The sequence with Tim Robbins’ first entry into Paul Newman’s office where his bumbling – accidentally setting papers on fire in a wastepaper basket, his attempts to put the fire out with a water-cooler that has spilt all of its contents by the time he has staggered the length of Newman’s oversized office with it, his attempts to then stamp the fire out that end up with him staggering around the office with his foot stuck in the basket, to his throwing the basket out the window only to have the draught suck the rest of the pages of the document out and Newman in his attempts to recapture the pages ending up hanging out the window with Robbins holding him by his pants that are (as a flashback shows us) about to split because he was too cheapskate to buy double-knit – is a merciless and hilarious sequence that leaves one exhausted by the end of it.

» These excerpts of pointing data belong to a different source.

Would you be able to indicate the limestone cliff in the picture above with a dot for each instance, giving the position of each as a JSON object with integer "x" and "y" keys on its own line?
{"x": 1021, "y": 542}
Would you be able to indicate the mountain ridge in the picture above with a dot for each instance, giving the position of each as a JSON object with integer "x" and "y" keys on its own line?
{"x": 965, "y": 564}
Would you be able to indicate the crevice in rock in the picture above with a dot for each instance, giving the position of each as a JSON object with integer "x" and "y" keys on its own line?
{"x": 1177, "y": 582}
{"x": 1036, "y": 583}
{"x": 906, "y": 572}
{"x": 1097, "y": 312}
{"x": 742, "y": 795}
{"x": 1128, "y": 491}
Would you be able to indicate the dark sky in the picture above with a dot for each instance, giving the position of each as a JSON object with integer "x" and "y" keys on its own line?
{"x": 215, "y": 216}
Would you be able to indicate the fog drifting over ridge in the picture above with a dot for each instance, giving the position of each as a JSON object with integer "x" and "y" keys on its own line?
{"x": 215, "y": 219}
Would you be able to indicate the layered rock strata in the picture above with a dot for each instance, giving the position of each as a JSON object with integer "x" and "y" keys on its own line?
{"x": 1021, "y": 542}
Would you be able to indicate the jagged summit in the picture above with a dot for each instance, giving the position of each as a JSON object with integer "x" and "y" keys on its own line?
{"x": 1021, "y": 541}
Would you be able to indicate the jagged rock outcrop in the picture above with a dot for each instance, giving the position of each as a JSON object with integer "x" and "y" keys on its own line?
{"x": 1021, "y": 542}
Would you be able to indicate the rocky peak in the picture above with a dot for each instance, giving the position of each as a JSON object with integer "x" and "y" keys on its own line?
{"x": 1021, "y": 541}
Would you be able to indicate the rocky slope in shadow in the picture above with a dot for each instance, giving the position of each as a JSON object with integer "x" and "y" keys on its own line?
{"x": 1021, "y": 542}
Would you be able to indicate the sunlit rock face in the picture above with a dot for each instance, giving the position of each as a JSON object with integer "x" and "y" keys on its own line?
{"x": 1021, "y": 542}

On a technical level, The Hudsucker Proxy is stunning. The sets, reminiscent of Brazil, are incredible. Paul Newman has a soundstage-sized grey office that is only inhabited by a solitary desk and a ticker-tape machine, while outside the partial shadow of the hands of a giant illuminated clock circle fill an entire blank wall of the office in stark exaggerated relief. The Coen Brothers have in the past displayed a love for sets that trail off into patterned perspective, something that this film gives them opportunity to create on a grand scale – like the sets for the mailroom, the newsroom and the accounting department (which is an entire room filled with men in identical suits sitting at identical tables).
The effects work on the film are extremely good too. Particularly good is the opening shot where the camera moves through the skyscrapers of a snowing New York night sky to close in on the Hudsucker Building and one lit office window that opens as Tim Robbins step out onto the ledge. All of this is done in one model shot, which displays astoundingly good depth perspective.
Among the performances, Tim Robbins gives an appealingly likeable chump performance and Jennifer Jason Leigh plays with motormouth energy alongside him. Best of all is Paul Newman who, as he entered his sixties, had moved from his good-natured leading man roles to this type of (usually Southern) hard-headed leadbelly. Here Newman has an immensely enjoyable time chewing up the truly colossal scenery he is surrounded by.
(Winner in this site’s Top 10 Films of 1994 list. Winner for Best Production Design, Nominee for Best Director (Ethan Coen), Best Original Screenplay, Best Actress (Jennifer Jason Leigh) and Best Supporting Actor (Paul Newman) at this site’s Best of 1994 Awards).